Il 50 per cento della spesa se l'intervento riguarda l'unità immobiliare adibita ad abitazione principale del titolare del diritto di proprietà o di altro diritto reale, e il 36 per cento in tutti gli altri casi, su un massimo di 96.000 euro per unità immobiliare. Sono le aliquote fissate per le spese sostenute nel 2025 e nel 2026. Dal 2027 scendono al 36 per cento sull'abitazione principale e al 30 sugli altri immobili, e dal 2028 al 30 per cento con il tetto ridotto a 48.000 euro. La data che conta è quella in cui la spesa è sostenuta, non quella in cui l'impianto entra in funzione.
La detrazione è uno sconto immediato sul preventivo?
No, ed è l'equivoco più costoso su questo argomento. La detrazione si recupera in quote annuali di pari importo nella dichiarazione dei redditi, riducendo l'imposta dovuta anno per anno. Questo significa due cose. La prima è che il denaro va anticipato per intero all'installatore. La seconda, più importante, è che serve avere imposta sufficiente da compensare: chi ha un reddito basso, chi è incapiente o chi paga poca imposta recupera solo una parte del beneficio o non lo recupera affatto. Verificare la propria capienza fiscale prima di firmare è più importante che negoziare il preventivo.

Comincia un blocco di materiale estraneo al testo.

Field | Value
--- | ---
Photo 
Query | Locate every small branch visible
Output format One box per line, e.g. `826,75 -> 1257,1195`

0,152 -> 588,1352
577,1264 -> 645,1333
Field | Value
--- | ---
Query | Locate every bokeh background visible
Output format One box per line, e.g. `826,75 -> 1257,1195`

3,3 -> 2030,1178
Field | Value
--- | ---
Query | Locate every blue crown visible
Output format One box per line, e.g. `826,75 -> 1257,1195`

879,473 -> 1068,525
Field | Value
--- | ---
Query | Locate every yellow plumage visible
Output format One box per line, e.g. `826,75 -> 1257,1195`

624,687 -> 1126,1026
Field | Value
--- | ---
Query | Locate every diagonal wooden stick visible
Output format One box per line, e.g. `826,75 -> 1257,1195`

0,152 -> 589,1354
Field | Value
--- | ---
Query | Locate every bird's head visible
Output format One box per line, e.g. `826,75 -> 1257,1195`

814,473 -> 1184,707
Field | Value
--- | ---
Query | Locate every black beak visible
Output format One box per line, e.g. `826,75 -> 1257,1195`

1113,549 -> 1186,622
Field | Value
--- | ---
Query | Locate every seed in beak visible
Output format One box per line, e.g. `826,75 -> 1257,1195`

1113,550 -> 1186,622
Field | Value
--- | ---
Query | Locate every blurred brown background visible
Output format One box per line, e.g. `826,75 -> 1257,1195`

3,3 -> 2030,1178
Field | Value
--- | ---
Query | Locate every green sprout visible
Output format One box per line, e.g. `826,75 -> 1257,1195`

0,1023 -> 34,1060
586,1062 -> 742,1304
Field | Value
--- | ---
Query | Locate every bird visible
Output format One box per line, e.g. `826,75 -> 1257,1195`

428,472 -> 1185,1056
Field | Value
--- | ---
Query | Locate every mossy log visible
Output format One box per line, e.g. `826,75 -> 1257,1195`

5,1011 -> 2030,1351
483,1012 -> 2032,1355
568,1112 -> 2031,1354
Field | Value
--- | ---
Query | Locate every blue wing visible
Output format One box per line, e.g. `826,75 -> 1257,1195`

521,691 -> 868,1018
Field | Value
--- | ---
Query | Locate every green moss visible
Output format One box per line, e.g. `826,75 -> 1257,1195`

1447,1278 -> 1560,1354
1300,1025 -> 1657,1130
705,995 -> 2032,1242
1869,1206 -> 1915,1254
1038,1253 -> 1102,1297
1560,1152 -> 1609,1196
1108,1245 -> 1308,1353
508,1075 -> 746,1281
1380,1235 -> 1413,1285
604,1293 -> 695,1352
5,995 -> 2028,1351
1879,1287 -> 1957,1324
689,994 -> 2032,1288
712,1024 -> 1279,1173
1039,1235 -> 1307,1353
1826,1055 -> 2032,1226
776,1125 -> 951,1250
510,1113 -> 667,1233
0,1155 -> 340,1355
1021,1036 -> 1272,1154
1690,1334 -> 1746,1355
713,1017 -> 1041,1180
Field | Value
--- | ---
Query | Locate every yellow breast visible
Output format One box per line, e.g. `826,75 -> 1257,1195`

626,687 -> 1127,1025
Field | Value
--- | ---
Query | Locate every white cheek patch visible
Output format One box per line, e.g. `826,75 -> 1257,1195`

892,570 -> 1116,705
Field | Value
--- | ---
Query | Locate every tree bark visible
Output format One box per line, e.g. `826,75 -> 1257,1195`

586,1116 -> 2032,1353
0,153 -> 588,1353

Conviene aspettare il prossimo anno per installare?
Sul piano fiscale no, e il calendario è già pubblicato. Chi sostiene la spesa nel 2026 detrae il 50 per cento sull'abitazione principale; chi la sostiene nel 2027 detrae il 36; dal 2028 si scende al 30 per cento e il tetto di spesa passa da 96.000 a 48.000 euro. Su un impianto da diecimila euro, rimandare di un anno vale circa 1.400 euro di beneficio perduto sull'abitazione principale. Perché aspettare convenga, il prezzo di mercato dovrebbe scendere di altrettanto nello stesso periodo.
L'accumulo rientra nella detrazione?
Sì. I sistemi di accumulo installati contestualmente a un impianto fotovoltaico rientrano fra gli interventi agevolabili con la detrazione per ristrutturazione edilizia, alle stesse aliquote e all'interno dello stesso tetto di 96.000 euro per unità immobiliare. È un punto rilevante perché la batteria è la voce che pesa di più dopo i moduli: costa fra 1.100 e 1.300 euro per kilowattora di capacità, quindi un accumulo da dieci kilowattora vale quanto un impianto da cinque kilowatt.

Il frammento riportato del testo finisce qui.